In response, BEC's attorneys, Graham, Thompson & Co, argued before the Court of Appeal that "it is not possible for rigid rules to be laid down" if consultation procedures were not enshrined in Bahamian statute law.
RDA, they alleged, were claiming that BEC and the Government respondents had an obligation to consult Abaco residents on "each and every decision" made in relation to the permits for constructing and operating the Wilson City plant.
"The appellants expect the 'Gunning criteria' to be applied, like a legislative code, to 'any' and 'all' applications and/or decisions relating to the location, construction, operation and management of the Wilson City power plant," BEC alleged.
"[BEC] contents that the appellants' contention in this regard was, and continues to be, advanced much too broadly, and, unfortunately, became the springboard for the untenable 'blanket' claims for declaratory and other relief sought."
Set against statute law governing each permit required/issued to BEC for Wilson City, the Corporation's attorneys argued: "Upon an examination of each 'decision' challenged by the appellants on the grounds of procedural impropriety, it is abundantly clear that there is no proper basis for complaint that the appellants were not afforded a fair and adequate opportunity to be consulted or heard."
And BEC's attorneys also challenged RDA's claims that the Corporation altered its plans for Wilson City because of the Judicial Review proceedings. "It is not supported by a scintilla of evidence," they argued, saying the modifications were made due to concerns expressed by Abaco residents.
In the original Supreme Court action, Justice Hartman Longley dismissed it because it had not complied with the timeframe for filing Judicial Review actions.

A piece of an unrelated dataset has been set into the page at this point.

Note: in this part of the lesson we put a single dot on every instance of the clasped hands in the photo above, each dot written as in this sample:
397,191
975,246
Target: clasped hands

He found RDA should have brought their case within six months of the Government's December 2007 signing of the contract to build the Abaco-based power plant.
That meant Judicial Review proceedings should have been brought by June 2008, or November 2008 at latest. Justice Longley also found that based on the evidence, Matthew McCoy, RDA's principal and the second applicant bringing the action, had also by his own admission learnt of the Wilson City decision through attending a speech given to Abaco's Chamber of Commerce by Prime Minister Hubert Ingraham in May 2008.
"They did not bring the application until December 2009, more than 18 months later, by which time construction of the plant was continuing," Justice Longley found in his ruling.
However, the judge agreed with RDA that if the project had been private sector-driven it would "have been stopped sooner" by the Government's regulatory agencies for building without the necessary permits.
"In my judgment, the applicants had a genuine complaint about the way the permits were granted," Justice Longley found. "Mr Smith described BEC as a runaway train. That might not have been entirely apt, since under the contract Man Diesel had the obligation to obtain the necessary permits.
"They went at 'break neck' speed, no doubt conscious of the need to complete the plant as soon as possible. But, in doing so, many procedures were ignored or bypassed and, in one instance, a 'stop work' order had to be issued so that the proper permits could be obtained.
"As Mr Smith rightly pointed out, if this had been a private contract the building would probably have been stopped sooner. But such was the nature of the relationship between the regulatory agencies and [BEC] that nothing was done."